O algoritmo em pauta não diz qual é a sequência. Mas informa se ela é par ou ímpar. Isso só é possível quando existem três ou mais níveis. Porque, havendo apenas dois níveis, algo do tipo 1-2 ou 2-1, não é possível definir uma sequência par ou ímpar. “Nos últimos tempos, a comunidade voltada para a computação quântica vem explorando um conceito-chave da teoria quântica, que é o conceito de ‘contextualidade’. Como a ‘contextualidade’ também só opera a partir de três ou mais níveis, suspeitamos que ela possa estar por trás da eficácia de nosso algoritmo”, acrescentou o pesquisador.
Conceito de contextulidade
“O conceito de ‘contextualidade’ pode ser melhor entendido comparando-se as ideias de mensuração da física clássica e da física quântica. Na física clássica, supõe-se que a mensuração nada mais faça do que desvelar características previamente possuídas pelo sistema que está sendo medido. Por exemplo, um determinado comprimento ou uma determinada massa. Já na física quântica, o resultado da mensuração não depende apenas da característica que está sendo medida, mas também de como foi organizada a mensuração, e de todas as mensurações anteriores. Ou seja, o resultado depende do contexto do experimento. E a ‘contextualidade’ é a grandeza que descreve esse contexto”, explicou Fanchini.
Na história da física, a “contextualidade” foi reconhecida como uma característica necessária da teoria quântica por meio do famoso Teorema de Bell.
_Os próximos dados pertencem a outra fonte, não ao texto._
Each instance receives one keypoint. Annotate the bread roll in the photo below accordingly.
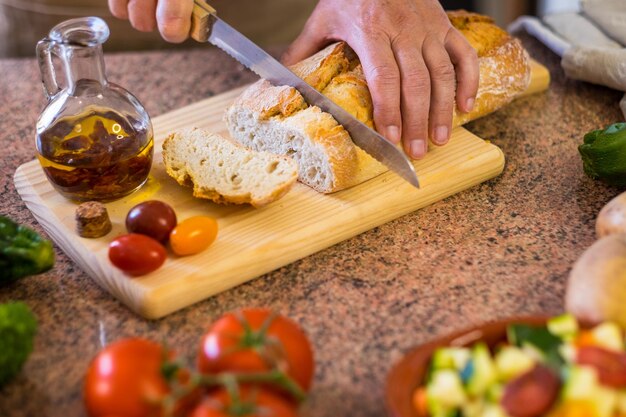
(221, 170)
(277, 119)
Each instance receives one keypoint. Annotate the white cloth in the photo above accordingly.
(588, 54)
(578, 30)
(610, 15)
(535, 27)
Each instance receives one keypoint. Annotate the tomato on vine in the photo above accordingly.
(128, 379)
(247, 402)
(257, 340)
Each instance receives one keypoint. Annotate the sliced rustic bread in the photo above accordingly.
(277, 119)
(221, 170)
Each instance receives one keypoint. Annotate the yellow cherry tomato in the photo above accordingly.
(193, 235)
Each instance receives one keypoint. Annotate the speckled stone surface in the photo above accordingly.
(499, 249)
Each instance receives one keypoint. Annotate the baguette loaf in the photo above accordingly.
(278, 120)
(221, 170)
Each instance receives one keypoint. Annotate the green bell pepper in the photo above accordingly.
(18, 326)
(22, 252)
(604, 154)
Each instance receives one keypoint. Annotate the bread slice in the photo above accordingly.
(221, 170)
(277, 119)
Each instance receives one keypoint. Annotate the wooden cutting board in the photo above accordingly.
(252, 242)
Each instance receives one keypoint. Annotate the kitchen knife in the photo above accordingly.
(207, 27)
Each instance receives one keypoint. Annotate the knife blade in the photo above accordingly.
(208, 27)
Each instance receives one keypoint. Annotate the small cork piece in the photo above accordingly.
(92, 220)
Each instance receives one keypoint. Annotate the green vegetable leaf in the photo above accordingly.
(603, 153)
(540, 338)
(18, 326)
(22, 252)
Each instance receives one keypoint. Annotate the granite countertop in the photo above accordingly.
(499, 249)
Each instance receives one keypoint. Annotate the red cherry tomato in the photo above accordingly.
(256, 402)
(151, 218)
(531, 394)
(193, 235)
(611, 366)
(125, 380)
(255, 340)
(136, 254)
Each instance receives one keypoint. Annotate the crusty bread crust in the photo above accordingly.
(336, 71)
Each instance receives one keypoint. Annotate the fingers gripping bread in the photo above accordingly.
(276, 118)
(221, 170)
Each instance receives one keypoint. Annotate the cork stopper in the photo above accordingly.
(92, 220)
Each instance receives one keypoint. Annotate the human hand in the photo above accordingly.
(415, 63)
(172, 17)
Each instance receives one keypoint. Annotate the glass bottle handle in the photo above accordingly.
(45, 51)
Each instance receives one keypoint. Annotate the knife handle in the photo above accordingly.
(201, 20)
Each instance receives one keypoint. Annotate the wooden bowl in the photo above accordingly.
(410, 371)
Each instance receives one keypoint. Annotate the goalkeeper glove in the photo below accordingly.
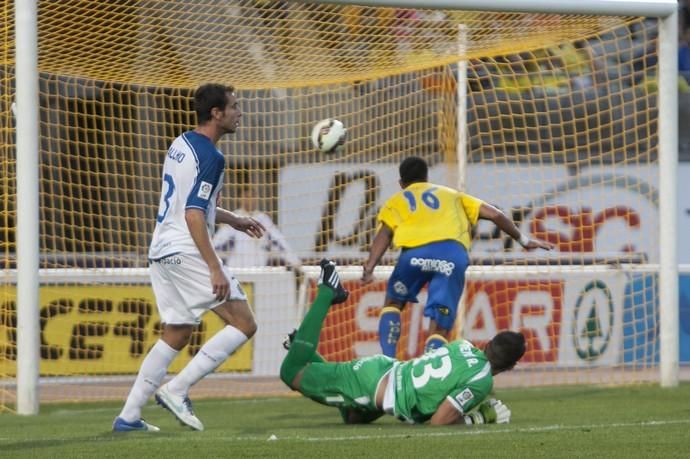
(491, 411)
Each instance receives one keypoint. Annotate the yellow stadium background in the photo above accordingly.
(107, 330)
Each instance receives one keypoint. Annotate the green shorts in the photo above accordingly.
(350, 384)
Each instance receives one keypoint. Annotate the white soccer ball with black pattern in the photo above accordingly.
(328, 136)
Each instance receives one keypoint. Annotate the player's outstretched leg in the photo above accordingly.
(389, 330)
(303, 347)
(434, 341)
(150, 376)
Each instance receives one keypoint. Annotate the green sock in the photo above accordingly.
(303, 348)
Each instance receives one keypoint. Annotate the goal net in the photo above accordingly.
(551, 118)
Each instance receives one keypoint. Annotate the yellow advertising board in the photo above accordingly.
(103, 329)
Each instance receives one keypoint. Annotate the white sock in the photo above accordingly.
(210, 356)
(151, 374)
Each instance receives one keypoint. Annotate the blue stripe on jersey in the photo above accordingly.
(209, 164)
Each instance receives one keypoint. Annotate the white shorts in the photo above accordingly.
(182, 285)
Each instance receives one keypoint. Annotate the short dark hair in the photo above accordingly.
(208, 97)
(413, 169)
(505, 349)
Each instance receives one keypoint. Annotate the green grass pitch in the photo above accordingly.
(582, 421)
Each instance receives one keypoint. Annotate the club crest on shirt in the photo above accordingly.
(205, 190)
(400, 288)
(463, 397)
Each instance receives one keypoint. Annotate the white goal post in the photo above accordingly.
(28, 134)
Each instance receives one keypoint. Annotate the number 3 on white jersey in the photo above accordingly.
(429, 371)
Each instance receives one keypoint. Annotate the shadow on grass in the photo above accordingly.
(105, 437)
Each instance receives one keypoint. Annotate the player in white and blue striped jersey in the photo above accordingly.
(187, 276)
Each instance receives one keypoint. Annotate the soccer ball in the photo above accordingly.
(329, 136)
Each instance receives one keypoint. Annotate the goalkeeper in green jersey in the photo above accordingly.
(448, 385)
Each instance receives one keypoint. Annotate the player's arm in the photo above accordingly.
(489, 212)
(353, 416)
(381, 242)
(490, 411)
(247, 225)
(196, 222)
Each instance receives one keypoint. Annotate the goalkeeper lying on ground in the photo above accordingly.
(448, 385)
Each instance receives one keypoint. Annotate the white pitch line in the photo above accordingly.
(427, 433)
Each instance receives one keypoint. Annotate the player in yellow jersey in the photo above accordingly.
(431, 224)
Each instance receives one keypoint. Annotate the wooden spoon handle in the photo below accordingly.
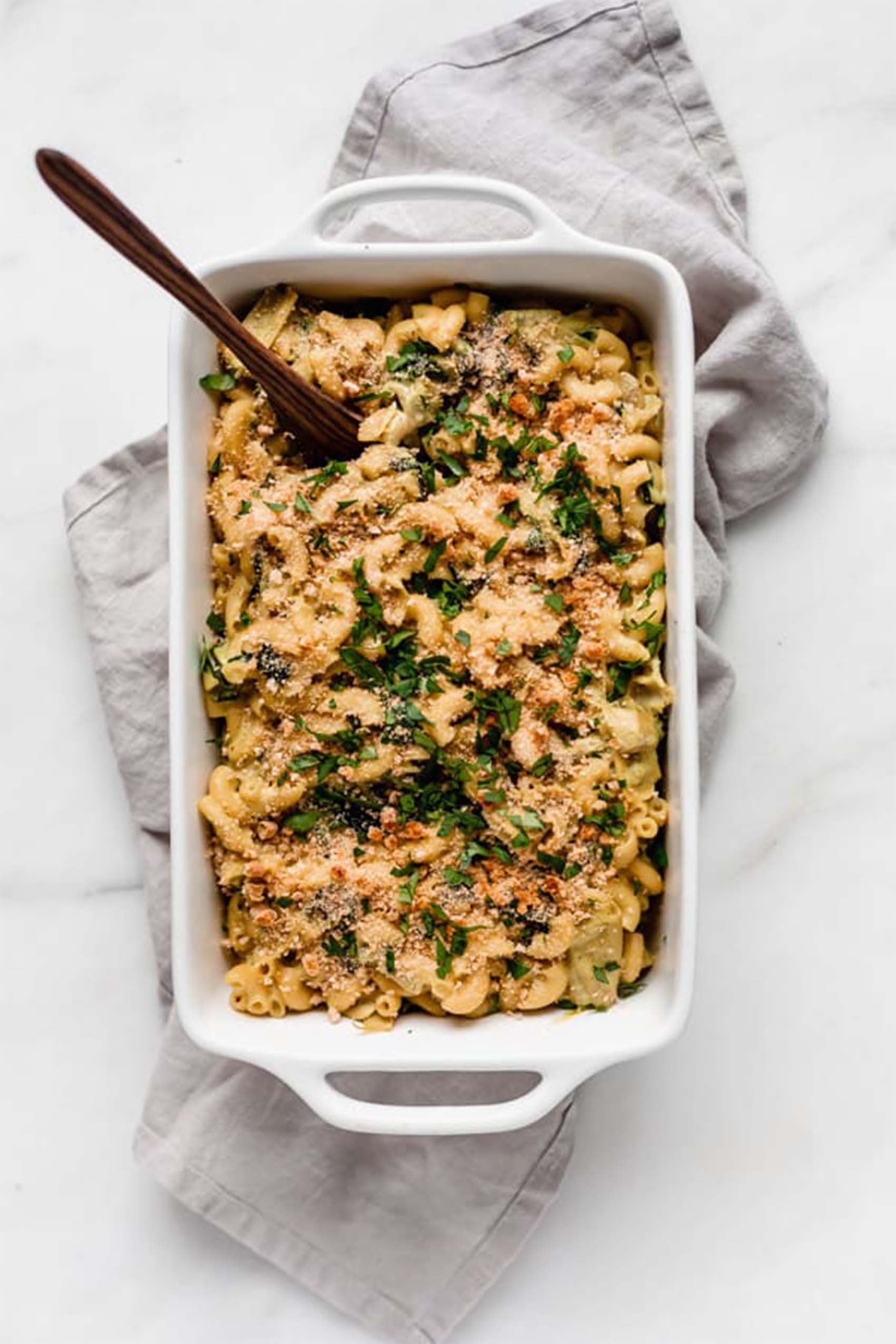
(111, 218)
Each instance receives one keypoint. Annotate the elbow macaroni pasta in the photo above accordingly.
(436, 670)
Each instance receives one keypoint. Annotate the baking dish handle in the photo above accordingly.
(370, 1117)
(544, 226)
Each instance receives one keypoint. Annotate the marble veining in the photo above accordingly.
(735, 1189)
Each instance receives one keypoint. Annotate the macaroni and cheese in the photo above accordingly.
(436, 670)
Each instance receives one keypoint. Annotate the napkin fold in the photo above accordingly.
(598, 109)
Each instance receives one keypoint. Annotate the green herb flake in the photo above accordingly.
(218, 382)
(434, 556)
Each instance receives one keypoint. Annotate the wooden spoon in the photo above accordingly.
(322, 425)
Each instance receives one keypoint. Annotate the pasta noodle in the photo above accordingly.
(437, 670)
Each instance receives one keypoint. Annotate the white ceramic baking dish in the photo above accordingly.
(304, 1049)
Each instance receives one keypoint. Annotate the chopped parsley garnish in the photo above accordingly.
(551, 861)
(504, 706)
(434, 556)
(218, 382)
(417, 359)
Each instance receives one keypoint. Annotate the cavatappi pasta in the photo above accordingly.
(437, 670)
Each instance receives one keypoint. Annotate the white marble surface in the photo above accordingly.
(738, 1187)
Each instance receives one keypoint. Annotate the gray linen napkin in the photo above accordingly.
(598, 109)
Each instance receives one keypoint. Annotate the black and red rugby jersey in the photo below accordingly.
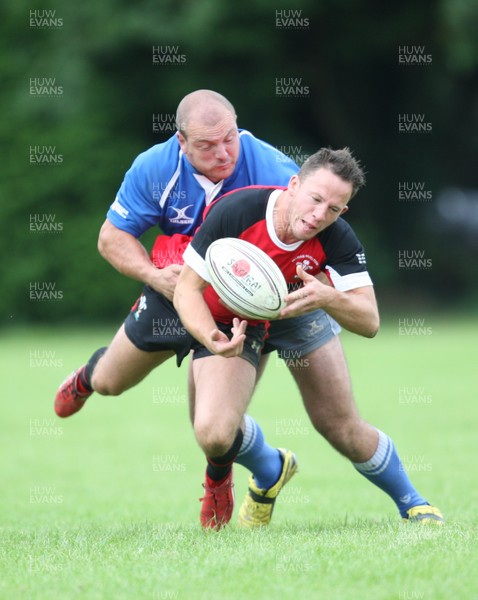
(247, 214)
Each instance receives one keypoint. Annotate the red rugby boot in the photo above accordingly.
(217, 503)
(69, 399)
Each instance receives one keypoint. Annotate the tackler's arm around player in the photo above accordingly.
(198, 320)
(128, 256)
(355, 310)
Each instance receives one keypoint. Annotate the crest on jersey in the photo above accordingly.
(181, 218)
(307, 262)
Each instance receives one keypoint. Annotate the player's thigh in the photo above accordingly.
(224, 388)
(192, 388)
(124, 365)
(324, 383)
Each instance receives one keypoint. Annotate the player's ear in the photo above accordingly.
(293, 183)
(183, 143)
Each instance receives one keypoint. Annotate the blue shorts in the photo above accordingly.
(299, 336)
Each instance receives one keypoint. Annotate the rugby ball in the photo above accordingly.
(246, 279)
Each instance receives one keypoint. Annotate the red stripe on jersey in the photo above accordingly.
(310, 255)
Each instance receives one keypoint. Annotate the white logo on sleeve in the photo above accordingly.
(181, 217)
(121, 210)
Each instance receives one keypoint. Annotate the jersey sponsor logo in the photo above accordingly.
(121, 210)
(361, 258)
(256, 347)
(181, 218)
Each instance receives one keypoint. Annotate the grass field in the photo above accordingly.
(105, 505)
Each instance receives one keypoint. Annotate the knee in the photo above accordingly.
(213, 439)
(106, 387)
(341, 434)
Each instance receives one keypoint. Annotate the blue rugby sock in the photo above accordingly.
(255, 454)
(386, 471)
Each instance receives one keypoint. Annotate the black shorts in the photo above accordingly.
(253, 343)
(153, 325)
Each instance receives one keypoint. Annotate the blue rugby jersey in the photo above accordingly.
(162, 188)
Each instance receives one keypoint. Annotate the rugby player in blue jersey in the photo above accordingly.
(170, 185)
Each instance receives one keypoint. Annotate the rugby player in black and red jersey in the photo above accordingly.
(301, 229)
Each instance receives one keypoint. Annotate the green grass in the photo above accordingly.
(105, 504)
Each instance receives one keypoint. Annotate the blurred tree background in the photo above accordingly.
(79, 87)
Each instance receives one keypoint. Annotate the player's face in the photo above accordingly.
(212, 150)
(317, 201)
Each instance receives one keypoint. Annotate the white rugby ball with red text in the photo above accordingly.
(246, 279)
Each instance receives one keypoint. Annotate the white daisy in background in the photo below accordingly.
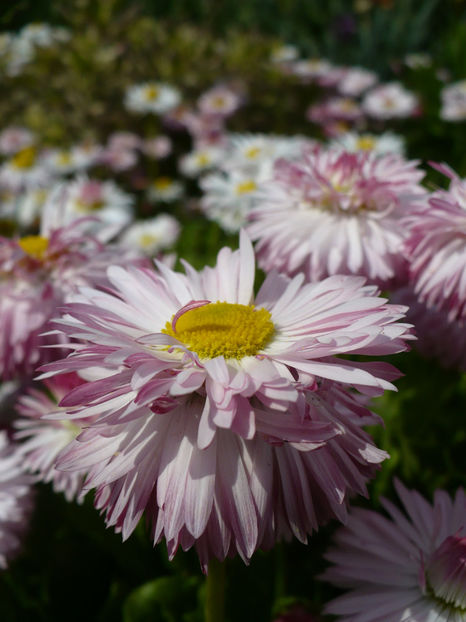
(228, 198)
(29, 206)
(153, 235)
(390, 101)
(388, 142)
(256, 153)
(24, 170)
(453, 101)
(219, 100)
(165, 189)
(408, 567)
(154, 97)
(200, 160)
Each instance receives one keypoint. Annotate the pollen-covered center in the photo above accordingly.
(34, 245)
(223, 329)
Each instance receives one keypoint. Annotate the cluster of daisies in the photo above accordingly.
(233, 417)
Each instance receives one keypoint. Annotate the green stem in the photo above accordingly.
(215, 592)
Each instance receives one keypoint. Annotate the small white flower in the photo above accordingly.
(152, 236)
(390, 101)
(154, 97)
(165, 189)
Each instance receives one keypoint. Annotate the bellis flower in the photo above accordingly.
(44, 434)
(437, 249)
(405, 568)
(225, 417)
(15, 501)
(334, 212)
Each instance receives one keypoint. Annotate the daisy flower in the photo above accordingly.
(43, 434)
(228, 198)
(15, 501)
(437, 249)
(390, 101)
(403, 568)
(219, 100)
(152, 235)
(334, 212)
(154, 97)
(377, 143)
(454, 102)
(37, 273)
(24, 170)
(226, 417)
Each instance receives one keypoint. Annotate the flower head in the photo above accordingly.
(402, 568)
(334, 212)
(437, 249)
(226, 417)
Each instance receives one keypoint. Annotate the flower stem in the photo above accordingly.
(215, 592)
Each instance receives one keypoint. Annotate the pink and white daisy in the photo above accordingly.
(390, 101)
(37, 273)
(15, 501)
(43, 434)
(437, 249)
(334, 212)
(377, 143)
(438, 336)
(405, 568)
(85, 196)
(226, 417)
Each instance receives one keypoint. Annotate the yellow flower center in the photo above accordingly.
(34, 245)
(246, 186)
(162, 183)
(151, 93)
(64, 158)
(146, 240)
(223, 329)
(24, 158)
(202, 159)
(253, 152)
(365, 143)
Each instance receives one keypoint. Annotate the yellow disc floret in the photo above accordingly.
(34, 245)
(25, 158)
(223, 329)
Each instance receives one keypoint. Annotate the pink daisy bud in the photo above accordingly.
(334, 212)
(404, 567)
(224, 416)
(437, 249)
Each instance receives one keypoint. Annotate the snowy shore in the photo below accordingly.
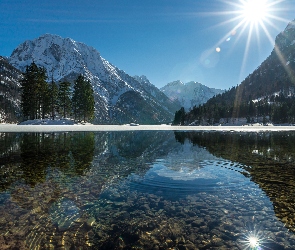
(80, 128)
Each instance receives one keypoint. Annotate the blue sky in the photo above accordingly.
(165, 40)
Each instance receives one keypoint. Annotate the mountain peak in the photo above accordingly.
(189, 94)
(65, 59)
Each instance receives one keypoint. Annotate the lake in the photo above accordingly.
(147, 190)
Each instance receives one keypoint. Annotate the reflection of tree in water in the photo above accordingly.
(268, 157)
(9, 159)
(67, 152)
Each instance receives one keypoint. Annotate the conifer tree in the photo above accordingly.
(83, 100)
(53, 93)
(34, 96)
(64, 98)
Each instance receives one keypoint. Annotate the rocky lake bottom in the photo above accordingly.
(147, 190)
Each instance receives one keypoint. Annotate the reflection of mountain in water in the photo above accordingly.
(268, 157)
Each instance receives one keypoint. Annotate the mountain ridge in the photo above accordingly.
(189, 94)
(65, 59)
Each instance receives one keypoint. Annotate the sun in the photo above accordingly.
(254, 11)
(249, 22)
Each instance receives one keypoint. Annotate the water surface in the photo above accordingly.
(147, 190)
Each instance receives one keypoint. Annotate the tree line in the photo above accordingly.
(278, 108)
(41, 99)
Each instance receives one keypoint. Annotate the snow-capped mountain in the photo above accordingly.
(189, 94)
(9, 91)
(64, 59)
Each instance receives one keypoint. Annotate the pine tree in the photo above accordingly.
(64, 98)
(53, 94)
(83, 100)
(34, 92)
(28, 91)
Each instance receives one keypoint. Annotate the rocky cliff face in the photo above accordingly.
(189, 94)
(65, 59)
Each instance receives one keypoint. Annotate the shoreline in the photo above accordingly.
(14, 128)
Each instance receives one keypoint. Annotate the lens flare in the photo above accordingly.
(255, 10)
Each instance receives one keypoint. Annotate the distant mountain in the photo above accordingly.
(119, 98)
(277, 73)
(189, 94)
(9, 92)
(266, 95)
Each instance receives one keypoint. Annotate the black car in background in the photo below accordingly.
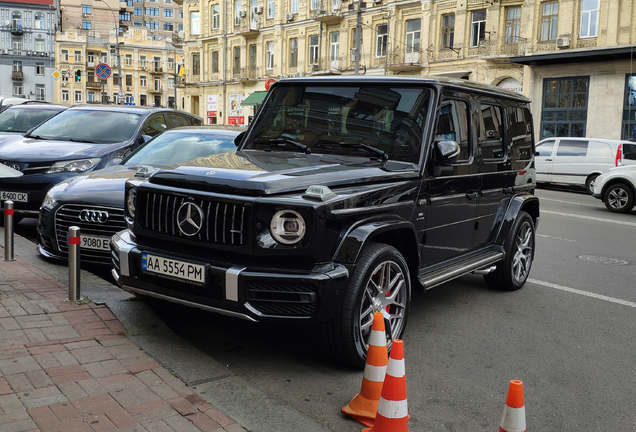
(19, 119)
(95, 202)
(81, 139)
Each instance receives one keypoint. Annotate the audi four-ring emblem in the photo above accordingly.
(99, 216)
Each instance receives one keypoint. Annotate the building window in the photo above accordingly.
(382, 35)
(478, 29)
(216, 17)
(40, 92)
(39, 20)
(195, 23)
(549, 19)
(589, 18)
(513, 23)
(196, 64)
(293, 53)
(448, 31)
(215, 62)
(564, 112)
(270, 55)
(313, 50)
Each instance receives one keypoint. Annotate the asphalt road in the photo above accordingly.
(568, 335)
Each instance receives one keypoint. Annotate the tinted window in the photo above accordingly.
(572, 148)
(545, 148)
(154, 125)
(452, 124)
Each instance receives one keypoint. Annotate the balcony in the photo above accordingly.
(400, 61)
(327, 11)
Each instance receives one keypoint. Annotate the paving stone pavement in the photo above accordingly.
(70, 367)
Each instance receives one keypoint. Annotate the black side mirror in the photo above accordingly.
(238, 139)
(447, 151)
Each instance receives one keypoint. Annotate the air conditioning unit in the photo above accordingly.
(563, 42)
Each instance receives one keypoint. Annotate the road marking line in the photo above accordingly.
(589, 218)
(585, 293)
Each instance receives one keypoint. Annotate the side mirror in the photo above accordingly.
(239, 138)
(447, 151)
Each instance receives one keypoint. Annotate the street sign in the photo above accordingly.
(102, 71)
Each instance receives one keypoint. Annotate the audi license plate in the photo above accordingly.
(182, 270)
(14, 196)
(95, 242)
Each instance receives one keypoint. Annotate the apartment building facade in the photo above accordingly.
(148, 69)
(577, 51)
(27, 43)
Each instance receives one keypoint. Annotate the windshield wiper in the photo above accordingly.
(275, 142)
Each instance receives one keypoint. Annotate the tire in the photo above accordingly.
(619, 198)
(345, 336)
(589, 183)
(513, 271)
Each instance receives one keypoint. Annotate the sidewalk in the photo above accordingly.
(70, 367)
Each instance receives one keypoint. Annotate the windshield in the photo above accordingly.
(86, 125)
(364, 121)
(20, 120)
(174, 147)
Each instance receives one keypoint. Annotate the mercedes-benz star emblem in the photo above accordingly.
(99, 216)
(189, 219)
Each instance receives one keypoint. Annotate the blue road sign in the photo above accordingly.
(102, 71)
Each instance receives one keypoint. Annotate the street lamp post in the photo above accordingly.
(121, 88)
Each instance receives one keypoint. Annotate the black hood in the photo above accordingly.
(258, 173)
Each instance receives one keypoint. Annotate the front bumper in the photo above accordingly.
(248, 292)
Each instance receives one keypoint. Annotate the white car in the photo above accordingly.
(616, 187)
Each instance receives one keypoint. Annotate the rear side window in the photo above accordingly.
(572, 148)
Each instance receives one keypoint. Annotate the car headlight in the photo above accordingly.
(79, 165)
(287, 227)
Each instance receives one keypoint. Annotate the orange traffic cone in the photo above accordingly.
(514, 418)
(364, 405)
(392, 410)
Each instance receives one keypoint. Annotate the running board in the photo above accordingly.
(438, 277)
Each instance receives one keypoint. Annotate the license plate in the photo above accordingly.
(173, 268)
(95, 242)
(14, 196)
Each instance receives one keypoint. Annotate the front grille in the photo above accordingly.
(68, 216)
(223, 222)
(283, 298)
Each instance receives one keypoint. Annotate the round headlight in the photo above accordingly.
(131, 202)
(287, 227)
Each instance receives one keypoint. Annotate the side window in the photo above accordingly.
(154, 125)
(490, 141)
(572, 148)
(176, 120)
(545, 148)
(452, 124)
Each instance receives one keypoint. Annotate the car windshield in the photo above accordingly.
(86, 125)
(20, 120)
(371, 121)
(174, 147)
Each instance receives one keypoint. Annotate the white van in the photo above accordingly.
(578, 161)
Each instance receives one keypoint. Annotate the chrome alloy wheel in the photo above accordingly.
(385, 292)
(522, 258)
(617, 198)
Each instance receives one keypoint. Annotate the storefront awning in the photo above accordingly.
(254, 99)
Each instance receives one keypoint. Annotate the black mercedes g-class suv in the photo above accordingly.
(344, 194)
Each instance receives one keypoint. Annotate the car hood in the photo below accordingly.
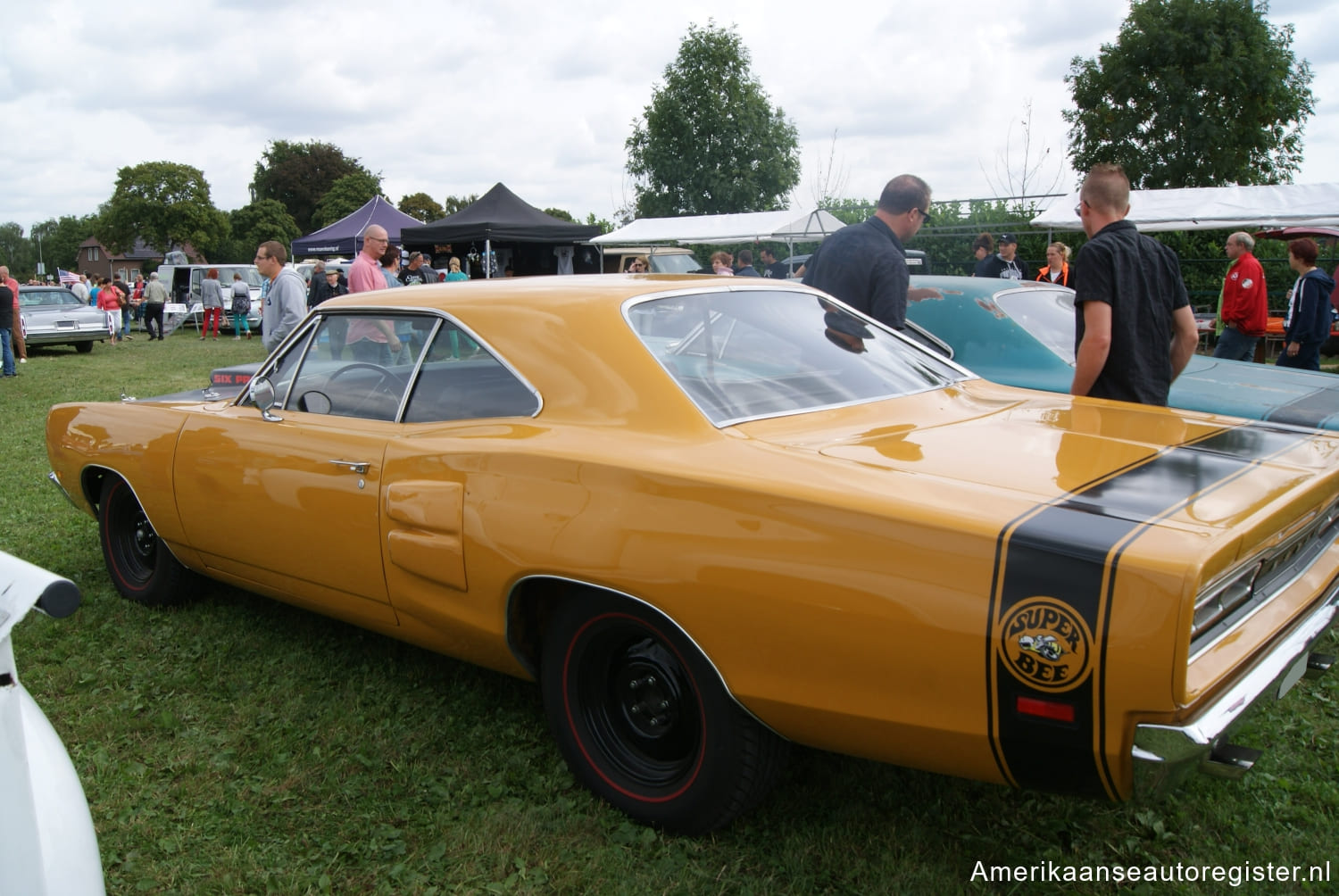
(78, 312)
(1269, 393)
(1015, 449)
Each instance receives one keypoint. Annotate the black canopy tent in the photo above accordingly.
(500, 216)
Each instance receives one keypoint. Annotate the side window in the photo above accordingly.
(355, 364)
(461, 380)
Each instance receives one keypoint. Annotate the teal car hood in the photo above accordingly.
(1020, 334)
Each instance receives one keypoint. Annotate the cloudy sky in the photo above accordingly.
(450, 98)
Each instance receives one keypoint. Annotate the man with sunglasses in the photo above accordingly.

Segundo esse teorema, publicado em 1964 pelo físico irlandês John Stewart Bell (1928 – 1990), nenhuma teoria física baseada em variáveis locais pode reproduzir todas as predições da mecânica quântica. Em outras palavras, os fenômenos físicos não podem ser descritos em termos estritamente locais, uma vez que expressam a totalidade.
“É importante frisar que em outro artigo [Contextuality supplies the ‘magic’ for quantum computation] publicado na Nature em junho de 2014, aponta a contextualidade como a possível fonte do poder da computação quântica. Nosso estudo vai no mesmo sentido, apresentando um algoritmo concreto e mais eficiente do que qualquer um jamais imaginável nos moldes clássicos.”